With the pandemic, the city is facing huge budget shortfalls. “I would not be surprised if that was the next excuse,” says Wilfredo Benitez. “Five years ago [Mayor Bill de Blasio] made a promise that this was going to come to an end and there is no end in sight.”

The Long Fight

“We’re putting pressure on de Blasio. The money was in the capital budget. It hasn’t moved, you haven’t lost that money,” says Barbara Dolensek of the City Island Civic Association.

Barbara Dolensek of the City Island Civic Association has been advocating for improvements at Rodman’s Neck almost since she bought her home on the bay in 1977. Just in the last five years, she says, the sound from larger weapons and controlled detonations of fireworks and explosives have made the noise even worse.

In a meeting with the Police Department in November, she was told that “temporary baffling was definitely on the table but then we never heard anything back about it after that.”

The writer and editor, who is 80, says the letter from Chiusano gives her renewed hope that change may finally come: “We’re putting pressure on de Blasio. The money was in the capital budget. It hasn’t moved, you haven’t lost that money.” Dolensek says that the letter from Chiusano confirms that for her. 

To her, the improvements are needed not just for residents but also for the officers.

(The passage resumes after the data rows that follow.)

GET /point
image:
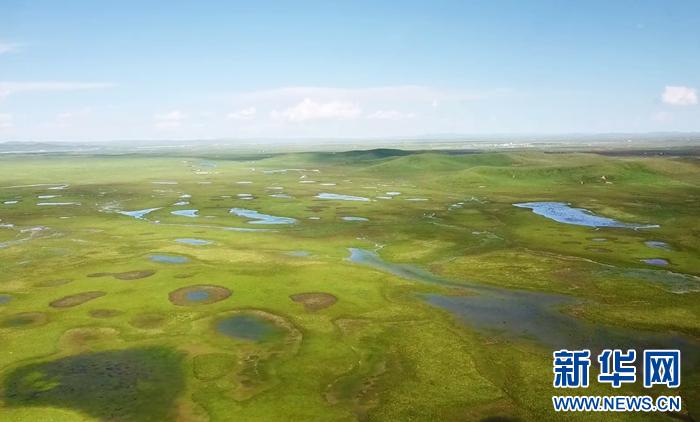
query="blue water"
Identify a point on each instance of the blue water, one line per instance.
(259, 218)
(656, 261)
(563, 213)
(525, 314)
(341, 197)
(247, 327)
(195, 242)
(185, 213)
(169, 259)
(139, 214)
(197, 295)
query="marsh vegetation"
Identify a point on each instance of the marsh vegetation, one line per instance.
(396, 286)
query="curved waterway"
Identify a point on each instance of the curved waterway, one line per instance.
(563, 213)
(524, 314)
(260, 218)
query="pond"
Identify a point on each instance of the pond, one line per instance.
(529, 315)
(138, 214)
(656, 261)
(248, 327)
(185, 213)
(340, 197)
(563, 213)
(260, 218)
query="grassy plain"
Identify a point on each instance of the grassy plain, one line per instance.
(119, 347)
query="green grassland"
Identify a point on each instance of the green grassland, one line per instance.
(379, 351)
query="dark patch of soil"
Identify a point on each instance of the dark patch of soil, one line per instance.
(75, 300)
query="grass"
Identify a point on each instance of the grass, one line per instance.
(376, 353)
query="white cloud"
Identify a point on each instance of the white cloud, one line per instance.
(9, 47)
(243, 114)
(8, 88)
(6, 121)
(662, 117)
(390, 115)
(170, 120)
(309, 109)
(680, 95)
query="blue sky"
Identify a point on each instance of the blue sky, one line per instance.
(93, 71)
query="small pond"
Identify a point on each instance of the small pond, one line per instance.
(260, 218)
(185, 213)
(248, 327)
(563, 213)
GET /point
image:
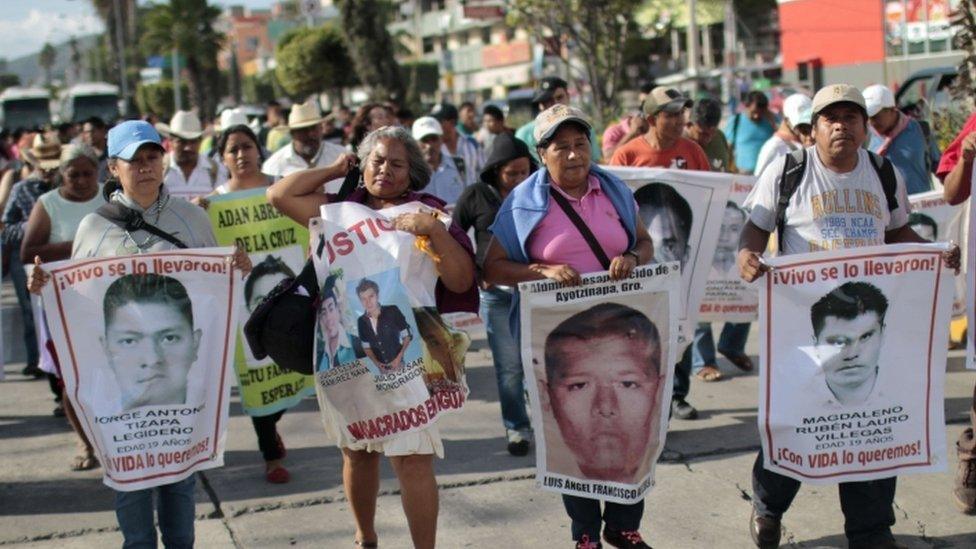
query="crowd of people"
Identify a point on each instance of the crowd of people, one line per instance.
(497, 182)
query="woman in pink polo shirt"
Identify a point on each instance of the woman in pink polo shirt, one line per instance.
(533, 238)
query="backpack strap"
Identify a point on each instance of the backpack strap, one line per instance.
(793, 168)
(584, 231)
(131, 220)
(886, 173)
(735, 130)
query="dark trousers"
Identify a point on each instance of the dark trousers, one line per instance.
(265, 427)
(867, 506)
(682, 375)
(587, 518)
(966, 446)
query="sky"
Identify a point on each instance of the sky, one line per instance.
(25, 26)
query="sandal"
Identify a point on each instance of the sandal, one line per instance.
(84, 461)
(742, 362)
(709, 372)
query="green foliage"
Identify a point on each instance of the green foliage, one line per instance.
(372, 49)
(7, 80)
(259, 88)
(158, 98)
(593, 32)
(188, 27)
(965, 40)
(313, 60)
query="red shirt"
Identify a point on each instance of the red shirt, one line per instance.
(953, 152)
(684, 155)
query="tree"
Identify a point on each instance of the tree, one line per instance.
(158, 98)
(313, 60)
(587, 36)
(46, 59)
(363, 24)
(965, 39)
(188, 27)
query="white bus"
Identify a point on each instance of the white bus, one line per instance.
(83, 101)
(24, 108)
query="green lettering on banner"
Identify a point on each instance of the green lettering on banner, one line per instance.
(246, 218)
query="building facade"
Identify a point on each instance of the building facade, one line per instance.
(864, 42)
(479, 57)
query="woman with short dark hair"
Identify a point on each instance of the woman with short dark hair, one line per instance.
(533, 239)
(394, 173)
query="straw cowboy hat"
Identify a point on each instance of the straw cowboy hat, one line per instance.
(305, 115)
(184, 125)
(45, 154)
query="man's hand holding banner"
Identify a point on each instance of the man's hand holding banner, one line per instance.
(853, 353)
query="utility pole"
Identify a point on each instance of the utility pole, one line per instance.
(692, 39)
(731, 61)
(120, 43)
(177, 96)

On a tour of Rodman’s Neck in 2016, she found the facility to have a “medieval electric system” and temporary Quonset huts with no sanitation system. 

Vincent Grippo, then NYPD’s deputy commissioner for management and budget and now the department’s chief of staff, told the New York Times in 2017 that the range was “an extremely out-of-date, dilapidated facility. Nothing’s been done for 40 or 50 years.”

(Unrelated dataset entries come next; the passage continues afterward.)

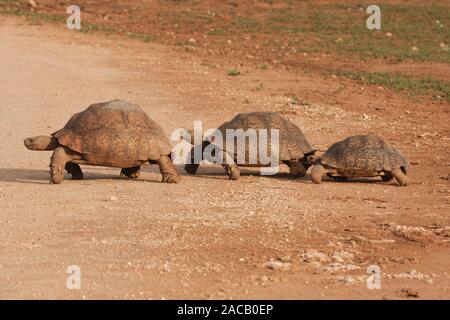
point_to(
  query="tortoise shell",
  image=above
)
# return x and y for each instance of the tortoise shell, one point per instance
(363, 153)
(292, 142)
(113, 133)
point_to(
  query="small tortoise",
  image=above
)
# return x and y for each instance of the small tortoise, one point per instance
(294, 150)
(111, 134)
(361, 156)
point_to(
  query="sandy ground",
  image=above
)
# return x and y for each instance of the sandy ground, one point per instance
(208, 237)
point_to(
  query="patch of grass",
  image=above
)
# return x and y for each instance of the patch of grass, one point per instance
(144, 37)
(425, 86)
(233, 72)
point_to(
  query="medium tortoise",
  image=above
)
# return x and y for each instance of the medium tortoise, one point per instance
(294, 150)
(361, 156)
(111, 134)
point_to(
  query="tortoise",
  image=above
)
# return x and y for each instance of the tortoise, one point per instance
(112, 134)
(294, 149)
(361, 156)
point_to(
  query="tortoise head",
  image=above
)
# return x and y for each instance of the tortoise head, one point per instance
(41, 143)
(310, 159)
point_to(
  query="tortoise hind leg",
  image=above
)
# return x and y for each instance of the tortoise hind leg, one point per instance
(337, 178)
(387, 176)
(74, 170)
(232, 170)
(168, 170)
(58, 163)
(400, 175)
(317, 173)
(297, 169)
(132, 173)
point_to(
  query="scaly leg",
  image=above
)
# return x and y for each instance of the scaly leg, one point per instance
(132, 173)
(387, 176)
(296, 168)
(400, 175)
(74, 170)
(232, 170)
(317, 173)
(168, 170)
(58, 162)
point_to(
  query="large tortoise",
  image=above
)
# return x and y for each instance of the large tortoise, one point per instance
(294, 149)
(111, 134)
(361, 156)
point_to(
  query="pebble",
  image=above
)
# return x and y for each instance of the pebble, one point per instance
(277, 265)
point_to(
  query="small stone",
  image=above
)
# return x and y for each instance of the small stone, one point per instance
(277, 265)
(311, 256)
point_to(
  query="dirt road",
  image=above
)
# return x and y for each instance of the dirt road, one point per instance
(209, 237)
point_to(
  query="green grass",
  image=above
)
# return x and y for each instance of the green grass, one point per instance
(420, 87)
(318, 28)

In 2009, Mayor Michael Bloomberg promised that the firing range would be moved to a fully enclosed location at the new police academy in College Point, Queens. It never happened. 

Moving the facility is still supported by State Assemblyman Michael Benedetto, a Democrat whose district includes the range and City Island, and many in the community, including life-long residents like Peter La Scala, 81, who say they have had enough of what he describes as hearing a “daily WW III” in his backyard.

Island of Opinions

Some City Islanders feel that having Rodman’s Neck nearby keeps them safe. They favor taking a supportive stance toward the NYPD in a time where there are renewed calls for a reexamination of their department’s role  in the life of the city.

“Thank God for the brave men and women of the NYPD,” wrote a member of the Facebook group City Island Uncensored. Others write that the sounds are “music to their ears” or that they don’t even hear the gunfire anymore.

Mike Smith, 63, a retiree says, “I love it. I feel safe. If we need them, they’re here.”

Despite what he describes as having encountered “violating” policing in his 20s, John Foley, 41, owner of J.W. Foley Rarities & Rarities, says he has no problem with the firing range: “If people do, they should take it up with their real-estate agent.”

City Island is a more politically divided place than much of the surrounding Bronx, which is represented by progressive Democrats like U.S. Rep. Alexandria Ocasio-Cortez and State Sen. Alessandra Biaggi. Preliminary results have City Island voting almost equally for Joe Biden and Donald Trump.

After Benitiez led a prayer at a Black Lives Matter protest on the island, he and others in attendance received hateful messages on social media accusing him of being anti-police. 

“I’m actually a former police chaplain,” he says, noting that he worked closely with officers who came to him in times of mental stress. Visiting a psychologist would go on their record but they were free to see a chaplain for counseling without it being noted.

Benitez says he doesn’t “assign blame to the Police Department. They have been vocal about needing a better facility than what they have here.” 

He does not understand how his desire for sound abatement or a relocation of the facility can be interpreted as a criticism of the NYPD.

“This is not about an attack on police,” he says. “This is about quality of life.”